Bearing of the International System in a south-south cutting-edge free trade agreement: The case of the free trade agreement between Uruguay and Chile

University essay from Göteborgs universitet/Institutionen för globala studier

Abstract: Uruguay signed a cutting-edge free trade agreement with Chile that triggered political discussions on the impact it would have on Uruguay’s development. This agreement is the first bilateral trade instrument framed under Uruguay’s current international economic and trade insertion strategy, and serves as a case study to examine the bearing of the International System on that strategy, on the instruments Uruguay pursues to further it, and on the country’s future development prospects. Theories extensively used to study multilateral, north-south and south-south trade agreements are tested to analyse this cutting-edge south-south agreement, following a deductive and qualitative approach to research.

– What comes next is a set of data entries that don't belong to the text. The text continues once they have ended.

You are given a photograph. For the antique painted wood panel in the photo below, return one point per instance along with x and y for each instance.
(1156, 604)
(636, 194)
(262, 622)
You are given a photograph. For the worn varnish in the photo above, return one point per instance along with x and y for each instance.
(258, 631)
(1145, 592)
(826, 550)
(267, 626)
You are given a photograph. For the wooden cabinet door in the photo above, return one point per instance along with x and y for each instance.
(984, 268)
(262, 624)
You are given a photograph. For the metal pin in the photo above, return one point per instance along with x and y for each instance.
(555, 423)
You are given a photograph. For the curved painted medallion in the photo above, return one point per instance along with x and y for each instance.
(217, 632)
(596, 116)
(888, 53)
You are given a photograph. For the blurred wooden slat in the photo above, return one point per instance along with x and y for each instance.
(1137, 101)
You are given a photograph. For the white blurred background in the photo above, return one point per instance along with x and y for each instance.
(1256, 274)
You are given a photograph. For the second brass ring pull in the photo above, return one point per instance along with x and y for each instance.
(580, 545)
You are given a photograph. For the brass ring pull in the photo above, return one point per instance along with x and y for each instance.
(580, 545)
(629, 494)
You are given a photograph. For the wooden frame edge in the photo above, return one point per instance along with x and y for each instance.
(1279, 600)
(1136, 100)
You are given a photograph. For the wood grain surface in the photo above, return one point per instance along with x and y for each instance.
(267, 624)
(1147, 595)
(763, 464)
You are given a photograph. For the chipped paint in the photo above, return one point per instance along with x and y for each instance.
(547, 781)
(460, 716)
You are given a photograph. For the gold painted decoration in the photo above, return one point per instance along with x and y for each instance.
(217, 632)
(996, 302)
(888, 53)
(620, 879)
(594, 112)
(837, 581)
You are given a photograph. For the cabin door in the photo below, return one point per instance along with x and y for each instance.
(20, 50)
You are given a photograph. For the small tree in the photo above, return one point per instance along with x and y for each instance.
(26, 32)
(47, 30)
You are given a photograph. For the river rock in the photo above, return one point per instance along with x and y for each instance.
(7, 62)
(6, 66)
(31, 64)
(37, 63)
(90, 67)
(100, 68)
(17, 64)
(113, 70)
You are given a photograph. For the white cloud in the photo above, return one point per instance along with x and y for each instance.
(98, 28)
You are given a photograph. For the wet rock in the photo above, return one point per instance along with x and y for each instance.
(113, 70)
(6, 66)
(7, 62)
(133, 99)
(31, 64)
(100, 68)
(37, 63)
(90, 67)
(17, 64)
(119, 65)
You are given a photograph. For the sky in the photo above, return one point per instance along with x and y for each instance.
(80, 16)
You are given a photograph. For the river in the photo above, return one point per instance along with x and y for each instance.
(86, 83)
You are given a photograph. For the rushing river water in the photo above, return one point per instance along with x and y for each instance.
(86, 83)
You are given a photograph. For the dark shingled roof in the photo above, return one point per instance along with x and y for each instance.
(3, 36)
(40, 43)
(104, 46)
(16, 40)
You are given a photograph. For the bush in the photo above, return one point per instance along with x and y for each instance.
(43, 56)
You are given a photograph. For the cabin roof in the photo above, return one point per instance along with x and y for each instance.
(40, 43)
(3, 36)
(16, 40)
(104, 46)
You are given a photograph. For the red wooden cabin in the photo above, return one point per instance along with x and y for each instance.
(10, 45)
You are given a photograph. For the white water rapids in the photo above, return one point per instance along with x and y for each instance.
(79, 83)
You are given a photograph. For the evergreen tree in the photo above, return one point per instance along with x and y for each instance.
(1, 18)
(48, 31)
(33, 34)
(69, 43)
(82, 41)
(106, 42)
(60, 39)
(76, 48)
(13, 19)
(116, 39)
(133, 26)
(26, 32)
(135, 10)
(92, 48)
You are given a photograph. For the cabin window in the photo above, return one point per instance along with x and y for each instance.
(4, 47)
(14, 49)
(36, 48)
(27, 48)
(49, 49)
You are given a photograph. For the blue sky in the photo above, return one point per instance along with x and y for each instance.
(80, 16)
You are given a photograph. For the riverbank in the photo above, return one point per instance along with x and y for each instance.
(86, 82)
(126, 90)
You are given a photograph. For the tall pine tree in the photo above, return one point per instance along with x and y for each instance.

This thesis casts doubts on the idea that south-south trade agreements are the least restrictive of developing countries’ national policy space for development. Interviews, documents, conferences and seminars revealed that this cutting-edge agreement has unique features that distinguish it from conventional south-south trade agreements: it includes standards of regulation now required by developed countries in the trade agreements they pursue. These standards are concluded to be the good policies and good institutions of the global economy organised around global value chains. They are furthered by developed countries in their own self-interest and adopted by Uruguay through this agreement in the understanding that they would help it broaden its markets. However, by abiding to these rules and standards it would shrink its own national policy space for development, kicking away the ladder to its development and locking-in its structural heterogeneity and technological exogeneity.